The need to remain cost and performance competitive in the production of semiconductor devices has caused continually increasing device density in integrated circuits. To facilitate the increase in device density, new technologies are constantly needed to allow the feature size of these semiconductor devices to be reduced. High device density also requires low-power operation.
The push for ever increasing device densities is particularly strong in CMOS technologies, such as in the design and fabrication of field effect transistors (FETs). FETs are used in almost all types of integrated circuit design (i.e., microprocessors, memory, etc.). Fin-type field effect transistors (FinFETs) are low-power, high speed, vertically scaled transistors that can be densely packed on a chip. Vertical scaling involves creating a thin wall of semiconductor (the “fin”) and creating the FET on the side of the wall. Thin typically refers to widths that are less than minimum lithographic dimension.
Unfortunately, FinFETs are not suitable for all purposes. Different applications require different transistor device behaviors. Thin devices such as FinFETs reach full depletion during operation. This is desirable for many applications. Different behavior is required for other applications. Thick-body devices behave differently because they do not reach full depletion.

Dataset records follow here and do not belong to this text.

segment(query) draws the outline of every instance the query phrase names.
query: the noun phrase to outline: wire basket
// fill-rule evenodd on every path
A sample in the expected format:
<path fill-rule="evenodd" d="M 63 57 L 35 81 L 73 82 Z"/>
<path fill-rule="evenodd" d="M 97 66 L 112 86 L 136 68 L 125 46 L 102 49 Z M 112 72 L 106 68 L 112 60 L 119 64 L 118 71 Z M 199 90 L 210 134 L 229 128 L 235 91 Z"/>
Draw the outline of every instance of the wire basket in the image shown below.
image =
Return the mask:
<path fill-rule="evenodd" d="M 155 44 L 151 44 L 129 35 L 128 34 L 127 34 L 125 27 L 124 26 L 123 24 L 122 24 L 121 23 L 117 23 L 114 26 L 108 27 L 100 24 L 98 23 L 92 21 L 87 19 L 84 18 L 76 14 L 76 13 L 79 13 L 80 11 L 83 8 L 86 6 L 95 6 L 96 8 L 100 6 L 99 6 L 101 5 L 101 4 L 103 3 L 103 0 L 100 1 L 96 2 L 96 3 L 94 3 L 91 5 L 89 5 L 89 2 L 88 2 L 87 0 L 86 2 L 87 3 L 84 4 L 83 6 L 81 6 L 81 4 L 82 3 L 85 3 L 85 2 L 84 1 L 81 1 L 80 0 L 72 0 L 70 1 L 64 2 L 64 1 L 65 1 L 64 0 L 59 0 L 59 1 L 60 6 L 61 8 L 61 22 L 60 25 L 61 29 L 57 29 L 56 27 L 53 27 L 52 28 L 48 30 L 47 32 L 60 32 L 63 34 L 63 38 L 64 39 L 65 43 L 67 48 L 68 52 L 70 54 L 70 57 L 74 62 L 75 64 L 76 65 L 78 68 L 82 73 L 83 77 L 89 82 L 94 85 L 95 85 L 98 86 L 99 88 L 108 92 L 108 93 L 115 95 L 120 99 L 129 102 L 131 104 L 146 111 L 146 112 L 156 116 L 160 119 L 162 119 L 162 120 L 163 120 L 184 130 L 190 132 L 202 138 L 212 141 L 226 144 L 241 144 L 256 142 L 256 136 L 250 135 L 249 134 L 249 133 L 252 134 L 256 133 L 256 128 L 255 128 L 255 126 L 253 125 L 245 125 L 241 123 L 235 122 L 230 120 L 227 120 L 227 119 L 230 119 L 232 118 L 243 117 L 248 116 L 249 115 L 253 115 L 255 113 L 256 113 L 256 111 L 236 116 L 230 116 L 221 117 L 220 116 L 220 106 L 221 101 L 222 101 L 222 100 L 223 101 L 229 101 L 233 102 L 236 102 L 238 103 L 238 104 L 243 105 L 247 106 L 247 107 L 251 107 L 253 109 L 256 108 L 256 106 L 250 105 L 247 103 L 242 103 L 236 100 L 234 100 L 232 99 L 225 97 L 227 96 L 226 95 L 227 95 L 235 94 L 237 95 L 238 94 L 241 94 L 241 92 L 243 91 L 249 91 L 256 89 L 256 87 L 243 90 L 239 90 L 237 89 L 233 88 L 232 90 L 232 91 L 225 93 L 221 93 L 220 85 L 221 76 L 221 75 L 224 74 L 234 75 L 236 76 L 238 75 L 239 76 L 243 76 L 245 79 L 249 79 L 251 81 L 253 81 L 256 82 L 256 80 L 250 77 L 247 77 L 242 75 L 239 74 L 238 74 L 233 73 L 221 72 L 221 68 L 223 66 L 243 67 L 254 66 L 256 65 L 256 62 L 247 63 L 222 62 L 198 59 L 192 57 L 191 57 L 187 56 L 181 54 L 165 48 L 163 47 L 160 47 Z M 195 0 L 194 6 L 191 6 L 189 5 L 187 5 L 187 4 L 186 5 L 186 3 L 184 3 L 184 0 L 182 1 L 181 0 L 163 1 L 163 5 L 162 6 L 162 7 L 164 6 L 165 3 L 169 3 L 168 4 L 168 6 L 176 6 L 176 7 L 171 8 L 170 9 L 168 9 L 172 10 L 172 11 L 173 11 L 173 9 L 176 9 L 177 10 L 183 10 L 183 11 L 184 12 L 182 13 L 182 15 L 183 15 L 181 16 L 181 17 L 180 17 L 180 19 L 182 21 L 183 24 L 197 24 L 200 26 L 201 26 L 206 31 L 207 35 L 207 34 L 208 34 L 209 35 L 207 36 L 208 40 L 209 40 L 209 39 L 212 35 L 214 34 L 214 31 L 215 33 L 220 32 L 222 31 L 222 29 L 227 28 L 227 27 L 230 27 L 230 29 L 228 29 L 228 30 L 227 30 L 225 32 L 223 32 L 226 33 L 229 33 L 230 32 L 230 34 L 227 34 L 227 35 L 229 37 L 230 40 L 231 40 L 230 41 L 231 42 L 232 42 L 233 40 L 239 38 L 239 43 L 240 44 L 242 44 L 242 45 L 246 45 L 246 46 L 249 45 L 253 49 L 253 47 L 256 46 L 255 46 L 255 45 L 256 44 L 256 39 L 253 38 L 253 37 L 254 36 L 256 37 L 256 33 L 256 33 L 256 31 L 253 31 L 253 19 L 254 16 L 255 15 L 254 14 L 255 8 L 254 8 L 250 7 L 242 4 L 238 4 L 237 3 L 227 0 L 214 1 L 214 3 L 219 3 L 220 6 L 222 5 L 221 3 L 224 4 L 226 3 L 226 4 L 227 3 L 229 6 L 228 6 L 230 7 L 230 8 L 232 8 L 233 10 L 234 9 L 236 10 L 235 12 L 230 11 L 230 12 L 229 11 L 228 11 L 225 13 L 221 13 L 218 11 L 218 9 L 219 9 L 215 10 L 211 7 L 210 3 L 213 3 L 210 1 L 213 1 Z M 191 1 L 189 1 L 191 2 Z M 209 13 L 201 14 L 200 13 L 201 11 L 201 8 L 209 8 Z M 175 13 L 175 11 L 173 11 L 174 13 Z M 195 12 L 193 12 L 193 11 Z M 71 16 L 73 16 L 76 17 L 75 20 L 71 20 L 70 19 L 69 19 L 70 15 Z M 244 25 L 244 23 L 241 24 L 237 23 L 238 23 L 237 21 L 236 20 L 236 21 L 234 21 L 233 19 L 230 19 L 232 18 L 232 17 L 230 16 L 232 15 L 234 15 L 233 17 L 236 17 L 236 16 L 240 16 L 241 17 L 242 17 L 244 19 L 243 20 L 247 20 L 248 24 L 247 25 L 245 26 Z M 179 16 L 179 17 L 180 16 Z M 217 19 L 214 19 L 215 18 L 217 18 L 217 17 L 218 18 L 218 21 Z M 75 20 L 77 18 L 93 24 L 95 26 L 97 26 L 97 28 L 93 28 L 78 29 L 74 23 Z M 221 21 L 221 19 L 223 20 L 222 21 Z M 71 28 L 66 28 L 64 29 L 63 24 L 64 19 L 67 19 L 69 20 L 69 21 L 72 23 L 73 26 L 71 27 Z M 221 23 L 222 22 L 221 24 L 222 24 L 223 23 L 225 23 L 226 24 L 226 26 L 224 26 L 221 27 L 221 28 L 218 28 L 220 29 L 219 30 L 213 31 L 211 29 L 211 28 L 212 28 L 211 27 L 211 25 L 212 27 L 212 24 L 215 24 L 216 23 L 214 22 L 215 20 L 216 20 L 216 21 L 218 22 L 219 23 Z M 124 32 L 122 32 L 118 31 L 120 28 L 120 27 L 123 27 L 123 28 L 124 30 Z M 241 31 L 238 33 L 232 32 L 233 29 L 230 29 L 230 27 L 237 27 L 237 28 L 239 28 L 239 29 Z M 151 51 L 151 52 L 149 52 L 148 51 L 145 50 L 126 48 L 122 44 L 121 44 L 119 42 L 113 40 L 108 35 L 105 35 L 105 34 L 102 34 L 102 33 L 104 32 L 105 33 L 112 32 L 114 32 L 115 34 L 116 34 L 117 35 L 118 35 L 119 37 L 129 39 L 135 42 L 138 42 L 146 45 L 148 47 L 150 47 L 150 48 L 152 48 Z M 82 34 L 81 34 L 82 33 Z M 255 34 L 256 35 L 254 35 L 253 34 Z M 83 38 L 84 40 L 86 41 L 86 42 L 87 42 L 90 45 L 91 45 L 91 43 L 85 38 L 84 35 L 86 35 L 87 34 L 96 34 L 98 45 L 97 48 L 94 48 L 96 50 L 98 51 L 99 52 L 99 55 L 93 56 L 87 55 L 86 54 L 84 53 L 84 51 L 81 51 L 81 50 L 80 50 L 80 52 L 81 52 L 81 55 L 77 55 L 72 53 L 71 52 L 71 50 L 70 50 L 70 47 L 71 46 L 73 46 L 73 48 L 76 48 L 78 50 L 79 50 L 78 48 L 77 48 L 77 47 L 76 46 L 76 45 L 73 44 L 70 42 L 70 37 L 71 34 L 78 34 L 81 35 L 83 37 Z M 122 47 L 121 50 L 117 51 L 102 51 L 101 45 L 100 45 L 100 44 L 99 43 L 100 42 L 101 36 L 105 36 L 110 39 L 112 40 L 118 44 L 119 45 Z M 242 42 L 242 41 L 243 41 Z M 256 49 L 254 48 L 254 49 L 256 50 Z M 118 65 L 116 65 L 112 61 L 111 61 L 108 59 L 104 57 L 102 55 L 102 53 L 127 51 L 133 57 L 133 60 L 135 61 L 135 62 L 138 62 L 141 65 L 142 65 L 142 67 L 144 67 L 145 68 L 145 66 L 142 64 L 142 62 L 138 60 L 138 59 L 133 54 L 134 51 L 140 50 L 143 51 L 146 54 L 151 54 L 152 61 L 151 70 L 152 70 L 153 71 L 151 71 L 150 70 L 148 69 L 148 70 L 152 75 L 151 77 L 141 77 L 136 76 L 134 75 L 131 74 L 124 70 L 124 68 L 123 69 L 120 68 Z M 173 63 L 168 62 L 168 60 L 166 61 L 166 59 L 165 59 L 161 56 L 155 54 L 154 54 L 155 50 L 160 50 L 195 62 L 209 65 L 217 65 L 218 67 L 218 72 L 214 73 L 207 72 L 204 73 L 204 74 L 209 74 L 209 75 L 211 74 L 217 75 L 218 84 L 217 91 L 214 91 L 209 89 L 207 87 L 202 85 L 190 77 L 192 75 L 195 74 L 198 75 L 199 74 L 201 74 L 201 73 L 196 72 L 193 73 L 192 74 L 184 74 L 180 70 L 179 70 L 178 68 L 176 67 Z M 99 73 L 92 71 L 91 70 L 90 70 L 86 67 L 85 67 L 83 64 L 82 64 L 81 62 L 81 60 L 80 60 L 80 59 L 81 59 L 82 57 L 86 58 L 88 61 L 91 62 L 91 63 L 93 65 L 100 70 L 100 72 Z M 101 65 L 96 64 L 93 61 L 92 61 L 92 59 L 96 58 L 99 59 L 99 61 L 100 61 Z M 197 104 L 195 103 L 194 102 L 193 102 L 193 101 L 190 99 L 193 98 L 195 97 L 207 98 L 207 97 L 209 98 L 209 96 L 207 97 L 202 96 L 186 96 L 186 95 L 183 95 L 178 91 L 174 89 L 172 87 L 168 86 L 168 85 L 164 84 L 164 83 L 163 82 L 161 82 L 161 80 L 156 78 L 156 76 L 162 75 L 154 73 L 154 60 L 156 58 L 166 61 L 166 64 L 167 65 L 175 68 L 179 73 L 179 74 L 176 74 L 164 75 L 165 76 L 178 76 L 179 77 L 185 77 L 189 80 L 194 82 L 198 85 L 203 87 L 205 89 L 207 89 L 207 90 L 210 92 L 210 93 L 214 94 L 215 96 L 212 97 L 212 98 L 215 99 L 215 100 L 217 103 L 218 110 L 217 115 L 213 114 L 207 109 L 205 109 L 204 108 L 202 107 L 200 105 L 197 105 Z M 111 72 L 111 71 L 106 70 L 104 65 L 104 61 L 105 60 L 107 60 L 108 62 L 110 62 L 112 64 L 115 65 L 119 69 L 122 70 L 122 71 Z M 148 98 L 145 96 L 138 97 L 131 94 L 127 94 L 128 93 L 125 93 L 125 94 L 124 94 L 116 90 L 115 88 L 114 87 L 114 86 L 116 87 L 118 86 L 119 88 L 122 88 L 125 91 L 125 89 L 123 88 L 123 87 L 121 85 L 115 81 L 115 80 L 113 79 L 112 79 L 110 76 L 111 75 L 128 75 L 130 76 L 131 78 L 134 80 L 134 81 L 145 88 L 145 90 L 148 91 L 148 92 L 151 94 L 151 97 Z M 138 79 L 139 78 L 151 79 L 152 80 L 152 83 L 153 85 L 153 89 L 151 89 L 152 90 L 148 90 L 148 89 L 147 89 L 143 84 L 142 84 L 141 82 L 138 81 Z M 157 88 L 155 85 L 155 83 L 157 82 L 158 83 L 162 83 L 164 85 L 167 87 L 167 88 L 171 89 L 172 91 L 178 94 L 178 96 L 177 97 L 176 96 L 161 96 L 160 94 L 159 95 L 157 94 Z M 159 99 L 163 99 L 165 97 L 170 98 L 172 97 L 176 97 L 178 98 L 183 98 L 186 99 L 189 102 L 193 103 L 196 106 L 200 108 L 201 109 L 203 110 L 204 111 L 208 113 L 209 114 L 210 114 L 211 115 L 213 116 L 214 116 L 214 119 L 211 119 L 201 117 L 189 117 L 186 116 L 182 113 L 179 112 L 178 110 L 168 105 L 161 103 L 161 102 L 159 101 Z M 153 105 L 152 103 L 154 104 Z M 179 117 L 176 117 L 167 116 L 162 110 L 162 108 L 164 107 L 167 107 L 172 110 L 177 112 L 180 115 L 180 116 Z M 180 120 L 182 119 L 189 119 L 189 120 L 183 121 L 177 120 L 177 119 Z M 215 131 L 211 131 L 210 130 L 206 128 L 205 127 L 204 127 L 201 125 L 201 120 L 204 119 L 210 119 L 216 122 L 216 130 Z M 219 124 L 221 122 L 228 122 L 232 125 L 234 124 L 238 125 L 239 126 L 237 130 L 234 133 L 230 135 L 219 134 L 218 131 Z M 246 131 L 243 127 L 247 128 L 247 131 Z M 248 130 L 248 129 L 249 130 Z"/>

Some applications could benefit from having FinFETs and thick-body devices on the same chip. This has been difficult to achieve economically because the manufacturing steps for FinFETs and thick-body devices are different. Currently, one entire set of masks must be created and the associated steps taken for FinFETs and then another entire set of masks created and steps taken for thick-body devices. The masks protect thin technology devices while forming thick-technology devices, or vice versa. The use of a great multiplicity of masks and steps is expensive. Thus, there is a need for improved methods of fabrication of integrated circuits that use both FinFETs and thick-body devices on the same chip.